Background: Clinical utilization of genotype resistance testing is evolving. We examined the extent to which HIV care providers requesting genotype resistance tests used the information appropriately and the impact of inappropriate utilization.
Methods: Data from a prospective cohort of HIV-infected patients (the HIV Outpatient Study) were used in the analysis. We analysed the frequency with which patients were prescribed any non-nucleoside reverse transcriptase inhibitor after identification of the K103N mutation in reverse transcriptase and the frequency of prescription of nelfinavir after identification of the D30N mutation in HIV protease; the short-term impact of this action on HIV viral load and CD4+ T-cell count was assessed.

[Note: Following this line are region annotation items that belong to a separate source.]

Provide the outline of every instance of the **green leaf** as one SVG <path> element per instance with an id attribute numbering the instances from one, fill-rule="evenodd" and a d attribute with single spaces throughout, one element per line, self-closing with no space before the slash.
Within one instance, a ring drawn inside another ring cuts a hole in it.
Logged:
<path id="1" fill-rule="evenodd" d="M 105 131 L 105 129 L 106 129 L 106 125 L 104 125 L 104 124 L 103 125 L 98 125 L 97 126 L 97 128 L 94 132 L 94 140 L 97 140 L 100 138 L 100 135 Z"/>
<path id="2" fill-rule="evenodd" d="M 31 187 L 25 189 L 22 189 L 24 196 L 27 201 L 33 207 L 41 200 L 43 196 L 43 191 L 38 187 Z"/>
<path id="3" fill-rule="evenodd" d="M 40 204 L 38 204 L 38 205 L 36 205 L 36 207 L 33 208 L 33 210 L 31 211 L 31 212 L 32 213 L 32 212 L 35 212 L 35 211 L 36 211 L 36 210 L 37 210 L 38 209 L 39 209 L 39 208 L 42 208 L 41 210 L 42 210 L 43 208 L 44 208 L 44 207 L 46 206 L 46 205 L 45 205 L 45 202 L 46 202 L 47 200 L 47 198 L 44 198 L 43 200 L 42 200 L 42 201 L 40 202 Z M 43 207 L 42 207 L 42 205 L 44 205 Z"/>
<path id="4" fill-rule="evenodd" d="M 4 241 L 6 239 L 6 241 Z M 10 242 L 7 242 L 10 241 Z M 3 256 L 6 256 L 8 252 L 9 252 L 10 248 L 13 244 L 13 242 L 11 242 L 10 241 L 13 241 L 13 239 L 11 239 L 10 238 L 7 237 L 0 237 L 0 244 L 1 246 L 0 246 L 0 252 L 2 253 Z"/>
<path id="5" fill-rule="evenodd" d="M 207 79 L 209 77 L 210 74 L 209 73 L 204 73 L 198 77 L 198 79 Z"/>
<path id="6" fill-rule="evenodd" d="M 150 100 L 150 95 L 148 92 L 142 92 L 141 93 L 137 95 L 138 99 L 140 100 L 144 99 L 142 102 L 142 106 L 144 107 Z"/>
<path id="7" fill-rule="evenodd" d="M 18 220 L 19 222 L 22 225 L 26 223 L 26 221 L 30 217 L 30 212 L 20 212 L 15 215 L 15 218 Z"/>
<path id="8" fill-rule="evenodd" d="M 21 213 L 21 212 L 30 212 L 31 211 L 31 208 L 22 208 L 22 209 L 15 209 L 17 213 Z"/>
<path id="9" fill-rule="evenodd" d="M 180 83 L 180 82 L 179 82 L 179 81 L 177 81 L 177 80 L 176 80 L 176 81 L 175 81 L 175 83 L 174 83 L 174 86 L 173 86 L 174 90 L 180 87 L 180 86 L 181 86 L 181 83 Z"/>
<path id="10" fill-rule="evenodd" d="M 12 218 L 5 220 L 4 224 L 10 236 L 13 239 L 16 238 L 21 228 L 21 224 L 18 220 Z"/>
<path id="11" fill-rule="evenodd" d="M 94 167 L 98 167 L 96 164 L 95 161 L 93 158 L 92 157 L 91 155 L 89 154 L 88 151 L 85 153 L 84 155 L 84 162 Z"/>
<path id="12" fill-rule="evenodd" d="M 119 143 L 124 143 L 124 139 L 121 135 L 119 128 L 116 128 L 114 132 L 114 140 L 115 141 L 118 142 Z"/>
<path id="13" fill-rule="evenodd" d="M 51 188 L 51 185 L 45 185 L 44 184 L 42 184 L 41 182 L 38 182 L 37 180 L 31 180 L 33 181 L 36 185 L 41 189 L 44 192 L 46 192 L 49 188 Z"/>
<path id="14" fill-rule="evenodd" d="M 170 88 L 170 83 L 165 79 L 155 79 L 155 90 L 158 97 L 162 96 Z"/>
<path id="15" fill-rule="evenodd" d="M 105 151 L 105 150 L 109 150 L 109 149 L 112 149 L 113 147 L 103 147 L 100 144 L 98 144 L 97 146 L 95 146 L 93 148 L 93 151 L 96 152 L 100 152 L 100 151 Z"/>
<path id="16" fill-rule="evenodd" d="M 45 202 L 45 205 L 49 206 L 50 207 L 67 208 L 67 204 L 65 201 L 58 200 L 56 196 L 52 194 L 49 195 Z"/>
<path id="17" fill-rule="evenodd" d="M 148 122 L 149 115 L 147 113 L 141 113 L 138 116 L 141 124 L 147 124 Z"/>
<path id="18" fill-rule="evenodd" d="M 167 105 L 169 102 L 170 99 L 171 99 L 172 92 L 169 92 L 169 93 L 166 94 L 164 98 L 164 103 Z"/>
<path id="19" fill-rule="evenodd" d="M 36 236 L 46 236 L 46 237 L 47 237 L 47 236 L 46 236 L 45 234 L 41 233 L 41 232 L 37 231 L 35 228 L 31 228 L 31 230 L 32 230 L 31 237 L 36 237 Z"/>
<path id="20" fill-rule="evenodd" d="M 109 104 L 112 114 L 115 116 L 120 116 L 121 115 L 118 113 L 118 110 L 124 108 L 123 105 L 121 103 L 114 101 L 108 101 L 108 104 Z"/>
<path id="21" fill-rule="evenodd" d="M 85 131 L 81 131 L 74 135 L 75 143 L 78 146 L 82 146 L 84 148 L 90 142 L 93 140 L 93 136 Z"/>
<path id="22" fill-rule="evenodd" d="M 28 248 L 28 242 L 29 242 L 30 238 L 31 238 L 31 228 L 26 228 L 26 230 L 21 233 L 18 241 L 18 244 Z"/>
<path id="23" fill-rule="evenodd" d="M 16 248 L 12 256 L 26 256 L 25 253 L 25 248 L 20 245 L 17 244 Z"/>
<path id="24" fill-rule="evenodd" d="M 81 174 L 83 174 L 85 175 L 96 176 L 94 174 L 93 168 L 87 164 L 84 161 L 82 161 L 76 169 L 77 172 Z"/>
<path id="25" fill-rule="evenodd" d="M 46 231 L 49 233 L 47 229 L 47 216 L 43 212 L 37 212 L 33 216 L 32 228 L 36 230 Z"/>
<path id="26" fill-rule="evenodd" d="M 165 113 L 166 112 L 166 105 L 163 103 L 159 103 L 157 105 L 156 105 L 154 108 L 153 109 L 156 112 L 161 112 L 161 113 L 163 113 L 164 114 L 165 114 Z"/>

Results: Among 441 patients demonstrating either mutation, 18% who were taking the resistant antiretroviral at the time of the test were continued on the medication for >6 months after this finding. In 33% of these instances, prescribers reported these actions were erroneous oversights. For persons taking the resistant antiretroviral at the time of the genotype test, stopping this medication within 6 months of the test produced greater decreases in viral load (-1.35 versus -0.43 log copies/ml, P = 0.025) and a greater likelihood of achieving an undetectable viral load (25.3% versus 7.3%, P = 0.012) at 9 months. Changes in CD4+ T-cell count differed (+22.8 versus -23.0 cells/mm3), but not significantly (P = 0.167).
Conclusions: Following evidence of definitive resistance by genotype testing, a substantial fraction of antiretroviral prescriptions were continued in error leading to an attenuated therapeutic response. These data highlight the need to consider better systems to manage genotype resistance testing data in the clinical setting.